I have confirmed (using a serial logger on the RobotC side) that my device correctly forwards all those bytes from BTLE through the USB-serial.
So at this point, my hypothesis is that the brain is sending the data to the blue SmartRadio too fast and the radio never gets some of the data on the air. I can try shortening the connection interval in case the brain accepts that to increase the available bandwidth. Currently the link gets negotiated at 25ms. What connection interval does the iPad use? Does iPad issue long reads from the brain like RobotC does?
And for the record, I have managed to force the connection interval down to 10ms (initially, the brain connects at 8.75ms, but shortly after requests a change to 27.5ms. But if my device sends a connection parameter update request with 10ms interval, the brain accepts that and updates the rate accordingly).
Even at 10ms interval, I still see only 149B transferred on the 239B flash read, albeit faster (done in slightly over 200ms instead of 500ms).

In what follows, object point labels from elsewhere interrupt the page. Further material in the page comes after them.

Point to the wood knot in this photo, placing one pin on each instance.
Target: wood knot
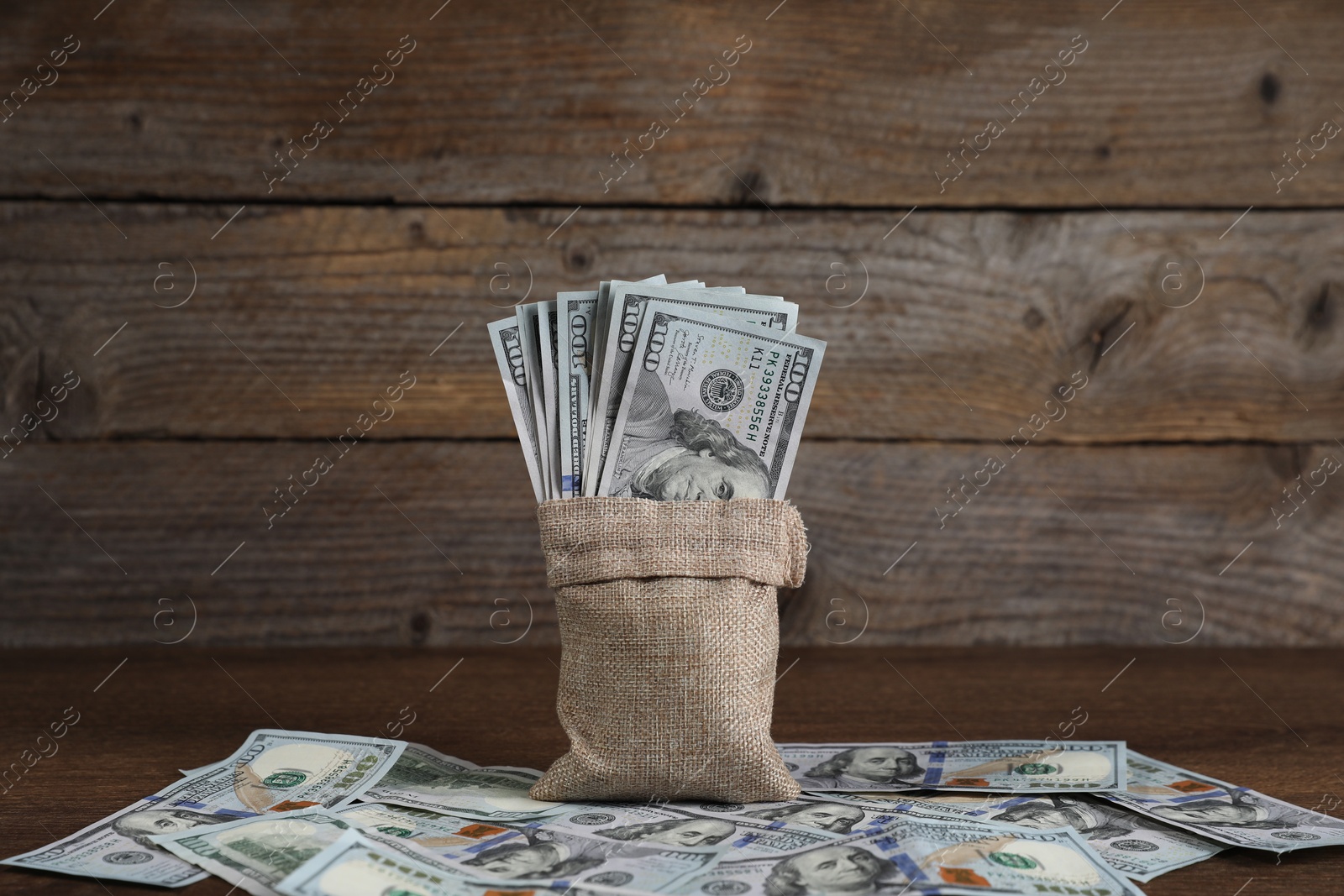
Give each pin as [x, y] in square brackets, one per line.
[580, 255]
[1270, 87]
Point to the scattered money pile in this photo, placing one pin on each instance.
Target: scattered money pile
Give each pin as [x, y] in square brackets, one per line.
[312, 815]
[674, 392]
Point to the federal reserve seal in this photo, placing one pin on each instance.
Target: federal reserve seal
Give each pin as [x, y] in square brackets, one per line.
[593, 819]
[722, 391]
[611, 879]
[1135, 846]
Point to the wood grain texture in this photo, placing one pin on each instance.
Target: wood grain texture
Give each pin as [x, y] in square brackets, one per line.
[175, 708]
[1173, 102]
[956, 327]
[407, 543]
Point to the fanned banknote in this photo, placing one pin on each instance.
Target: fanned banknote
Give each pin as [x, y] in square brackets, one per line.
[1012, 766]
[1136, 846]
[531, 344]
[1215, 809]
[507, 342]
[602, 315]
[272, 772]
[624, 328]
[712, 410]
[922, 856]
[425, 778]
[548, 332]
[685, 826]
[575, 313]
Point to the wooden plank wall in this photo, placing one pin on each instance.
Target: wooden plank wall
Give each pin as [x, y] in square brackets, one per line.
[1136, 230]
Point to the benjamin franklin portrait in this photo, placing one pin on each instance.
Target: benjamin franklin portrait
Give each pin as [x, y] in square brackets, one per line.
[680, 456]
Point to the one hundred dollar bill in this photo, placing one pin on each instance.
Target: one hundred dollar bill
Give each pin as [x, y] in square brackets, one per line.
[835, 815]
[622, 329]
[712, 410]
[507, 338]
[530, 335]
[255, 853]
[425, 778]
[1215, 809]
[551, 856]
[365, 864]
[685, 826]
[1011, 766]
[922, 856]
[428, 829]
[602, 312]
[602, 315]
[272, 772]
[575, 313]
[548, 329]
[1136, 846]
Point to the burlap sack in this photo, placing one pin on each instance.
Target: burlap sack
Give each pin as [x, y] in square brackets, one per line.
[669, 636]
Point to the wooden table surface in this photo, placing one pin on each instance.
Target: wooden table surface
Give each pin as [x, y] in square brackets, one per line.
[1261, 718]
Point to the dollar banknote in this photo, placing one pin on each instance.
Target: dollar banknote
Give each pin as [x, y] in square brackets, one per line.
[363, 864]
[1011, 766]
[507, 342]
[548, 331]
[712, 411]
[255, 853]
[604, 312]
[272, 772]
[917, 855]
[425, 778]
[624, 327]
[1136, 846]
[685, 826]
[575, 316]
[1215, 809]
[428, 829]
[835, 815]
[530, 336]
[538, 853]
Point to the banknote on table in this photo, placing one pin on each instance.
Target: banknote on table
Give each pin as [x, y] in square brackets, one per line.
[835, 815]
[1011, 766]
[624, 327]
[537, 853]
[575, 315]
[272, 772]
[507, 340]
[530, 338]
[428, 829]
[917, 855]
[425, 778]
[1136, 846]
[714, 407]
[685, 826]
[257, 853]
[363, 864]
[1215, 809]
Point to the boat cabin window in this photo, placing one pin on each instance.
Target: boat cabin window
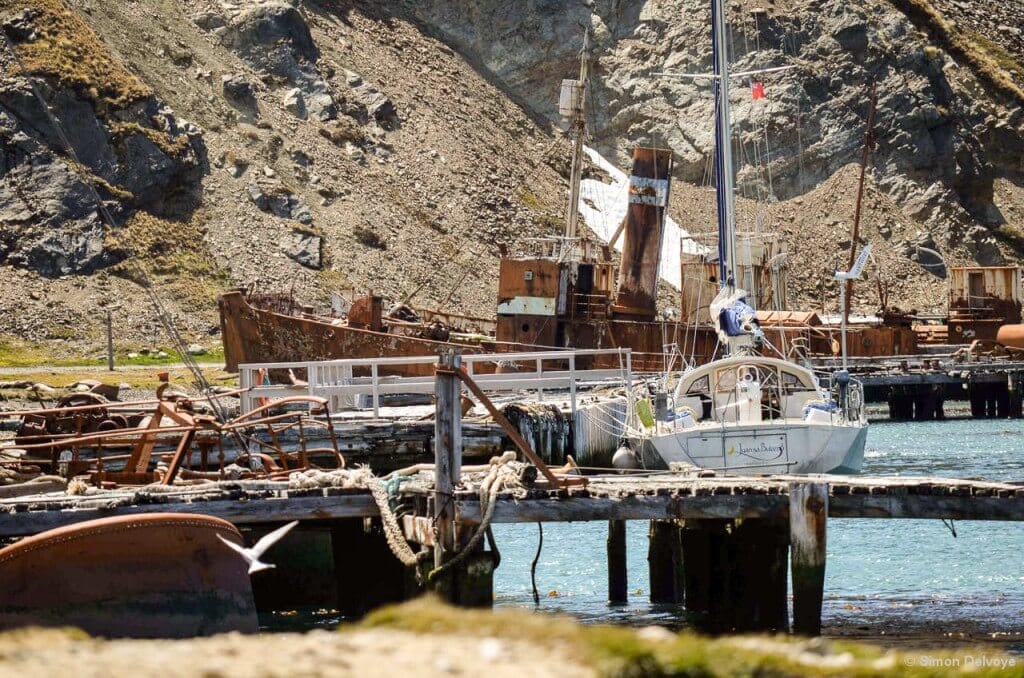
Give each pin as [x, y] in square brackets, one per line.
[698, 386]
[585, 279]
[976, 287]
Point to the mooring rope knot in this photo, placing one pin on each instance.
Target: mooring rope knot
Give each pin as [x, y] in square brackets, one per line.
[501, 475]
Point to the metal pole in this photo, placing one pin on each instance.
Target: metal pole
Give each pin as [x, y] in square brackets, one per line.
[842, 303]
[110, 340]
[579, 134]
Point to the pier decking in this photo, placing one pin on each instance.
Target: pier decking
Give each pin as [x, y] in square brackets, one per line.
[662, 497]
[720, 546]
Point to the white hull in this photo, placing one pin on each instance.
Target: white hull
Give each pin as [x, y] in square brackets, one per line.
[778, 447]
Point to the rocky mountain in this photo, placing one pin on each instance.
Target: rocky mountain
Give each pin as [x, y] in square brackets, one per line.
[327, 144]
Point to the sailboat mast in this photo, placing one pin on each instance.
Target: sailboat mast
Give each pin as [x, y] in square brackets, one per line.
[579, 128]
[723, 152]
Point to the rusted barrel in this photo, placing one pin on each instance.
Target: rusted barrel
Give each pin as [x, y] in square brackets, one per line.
[1011, 335]
[154, 576]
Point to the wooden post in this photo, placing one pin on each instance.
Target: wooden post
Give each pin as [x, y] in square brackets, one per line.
[110, 340]
[448, 454]
[617, 576]
[665, 562]
[759, 596]
[366, 571]
[808, 512]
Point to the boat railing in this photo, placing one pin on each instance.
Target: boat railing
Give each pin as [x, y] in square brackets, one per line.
[342, 384]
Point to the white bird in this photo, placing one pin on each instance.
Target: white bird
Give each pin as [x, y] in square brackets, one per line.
[259, 548]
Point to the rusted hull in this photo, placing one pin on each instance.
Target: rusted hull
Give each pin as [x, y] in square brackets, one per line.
[648, 200]
[861, 342]
[253, 335]
[162, 575]
[1011, 336]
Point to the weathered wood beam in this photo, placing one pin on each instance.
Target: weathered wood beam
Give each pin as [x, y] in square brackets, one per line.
[665, 562]
[926, 506]
[808, 515]
[628, 508]
[617, 574]
[238, 512]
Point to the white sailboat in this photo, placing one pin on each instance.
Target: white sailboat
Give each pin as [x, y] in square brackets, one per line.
[745, 413]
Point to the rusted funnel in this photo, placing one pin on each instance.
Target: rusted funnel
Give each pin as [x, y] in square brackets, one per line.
[1011, 336]
[153, 576]
[649, 183]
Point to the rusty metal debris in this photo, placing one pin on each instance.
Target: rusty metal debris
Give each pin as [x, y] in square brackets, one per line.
[171, 437]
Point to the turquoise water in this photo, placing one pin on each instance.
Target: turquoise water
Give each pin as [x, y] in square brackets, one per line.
[884, 578]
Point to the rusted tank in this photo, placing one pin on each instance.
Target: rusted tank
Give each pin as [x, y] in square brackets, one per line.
[982, 299]
[648, 201]
[1011, 336]
[153, 576]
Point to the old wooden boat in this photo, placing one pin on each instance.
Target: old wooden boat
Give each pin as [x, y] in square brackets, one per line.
[156, 575]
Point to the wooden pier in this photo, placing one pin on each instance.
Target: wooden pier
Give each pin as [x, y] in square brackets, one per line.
[916, 387]
[720, 547]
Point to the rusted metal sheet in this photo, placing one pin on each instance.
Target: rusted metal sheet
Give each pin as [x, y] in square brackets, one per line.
[981, 298]
[649, 184]
[163, 575]
[527, 278]
[368, 313]
[861, 341]
[253, 335]
[522, 332]
[1012, 336]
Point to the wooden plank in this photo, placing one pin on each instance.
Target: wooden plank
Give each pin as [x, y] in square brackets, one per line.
[628, 508]
[617, 575]
[665, 562]
[808, 515]
[238, 512]
[448, 453]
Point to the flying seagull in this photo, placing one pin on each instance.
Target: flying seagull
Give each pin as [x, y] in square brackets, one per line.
[259, 548]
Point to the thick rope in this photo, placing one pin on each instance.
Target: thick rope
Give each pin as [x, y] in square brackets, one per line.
[392, 531]
[364, 477]
[499, 477]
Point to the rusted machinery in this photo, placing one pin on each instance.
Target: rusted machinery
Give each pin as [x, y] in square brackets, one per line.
[146, 441]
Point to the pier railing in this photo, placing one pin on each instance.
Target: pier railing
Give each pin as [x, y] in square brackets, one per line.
[338, 381]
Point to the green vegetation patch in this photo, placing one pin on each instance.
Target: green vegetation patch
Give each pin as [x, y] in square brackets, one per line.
[622, 651]
[986, 62]
[171, 253]
[68, 51]
[998, 53]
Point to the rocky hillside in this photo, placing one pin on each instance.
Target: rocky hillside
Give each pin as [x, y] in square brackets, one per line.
[330, 144]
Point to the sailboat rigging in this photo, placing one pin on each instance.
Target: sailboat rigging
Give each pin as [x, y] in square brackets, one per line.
[743, 412]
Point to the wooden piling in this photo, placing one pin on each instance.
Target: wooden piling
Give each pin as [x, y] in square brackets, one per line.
[808, 511]
[367, 573]
[760, 585]
[665, 562]
[448, 453]
[617, 575]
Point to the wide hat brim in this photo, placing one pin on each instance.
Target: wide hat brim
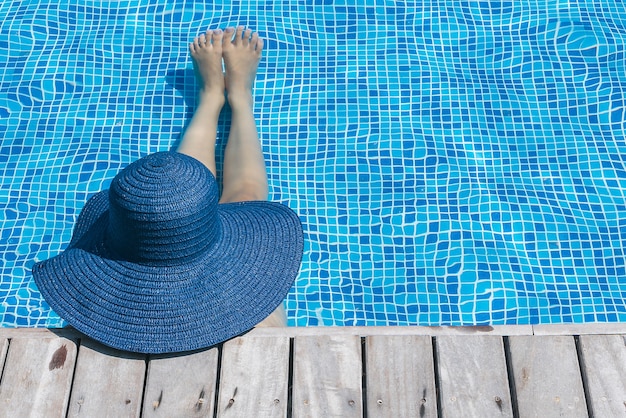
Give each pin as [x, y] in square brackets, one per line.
[161, 309]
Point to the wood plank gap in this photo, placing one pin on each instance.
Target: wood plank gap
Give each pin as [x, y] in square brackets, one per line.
[583, 375]
[145, 384]
[290, 380]
[220, 350]
[437, 378]
[510, 376]
[364, 376]
[4, 349]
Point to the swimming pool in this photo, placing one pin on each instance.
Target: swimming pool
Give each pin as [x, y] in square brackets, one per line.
[452, 162]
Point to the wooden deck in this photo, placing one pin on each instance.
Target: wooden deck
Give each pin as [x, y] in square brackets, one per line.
[521, 371]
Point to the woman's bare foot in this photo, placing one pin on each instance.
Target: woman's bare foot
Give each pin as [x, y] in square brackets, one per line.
[206, 51]
[241, 58]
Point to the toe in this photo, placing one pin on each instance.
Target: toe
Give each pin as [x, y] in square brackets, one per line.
[246, 37]
[228, 36]
[217, 37]
[238, 35]
[201, 41]
[208, 35]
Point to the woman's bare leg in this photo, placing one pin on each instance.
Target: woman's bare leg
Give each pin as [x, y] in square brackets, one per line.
[245, 177]
[199, 138]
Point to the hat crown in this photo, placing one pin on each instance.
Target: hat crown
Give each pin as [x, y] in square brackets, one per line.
[163, 210]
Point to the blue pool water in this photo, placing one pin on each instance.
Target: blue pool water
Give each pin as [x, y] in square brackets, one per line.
[452, 162]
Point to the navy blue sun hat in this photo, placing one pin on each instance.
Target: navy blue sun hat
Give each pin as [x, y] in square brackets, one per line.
[156, 265]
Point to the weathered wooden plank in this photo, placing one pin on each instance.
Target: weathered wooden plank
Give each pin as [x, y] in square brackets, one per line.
[4, 346]
[604, 370]
[473, 377]
[253, 378]
[547, 376]
[400, 376]
[37, 377]
[182, 385]
[395, 330]
[107, 382]
[327, 377]
[580, 329]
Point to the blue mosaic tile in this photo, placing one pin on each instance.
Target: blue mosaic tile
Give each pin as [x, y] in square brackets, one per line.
[453, 162]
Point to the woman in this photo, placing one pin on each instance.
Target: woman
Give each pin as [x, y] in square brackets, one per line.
[156, 264]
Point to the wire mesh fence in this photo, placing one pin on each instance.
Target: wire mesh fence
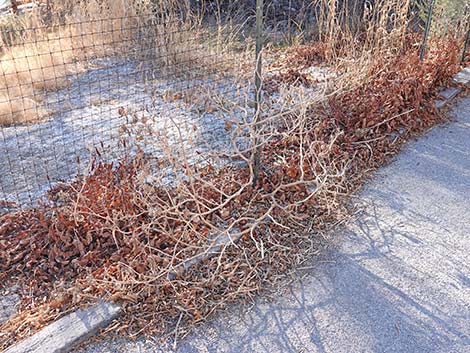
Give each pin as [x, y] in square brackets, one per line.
[177, 90]
[113, 88]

@levipope Curious if there could be such a timing/buffer overflow issue as I have described on the brain side and why it wouldn’t manifest itself when uploading from iPad…
It looks like the issue you are running into is a buffer overflow on the brain’s radio. The buffers are pretty small (150 bytes) and RobotC does a large read that overflows that buffer. Not sure why that was not happening before though. That buffer has been that size for some time now. The Modkit Ipad app uses smaller buffers to keep the radio from over flowing. I will dig into VEXos on the next revision and see if I can do some throttling of the data on the brain side to keep that from happening.
Thanks for the answer that confirms my suspicion. So either the radio must have scheduled the transfers differently (in parallel to the incoming data?), or the RobotC didn’t use to do large reads on a program upload.
There is no issue on the large transfers in the opposite direction, I can easily perform RobotC firmware update through the BT link, but in that case, it’s the Brain’s radio that controls the transactions.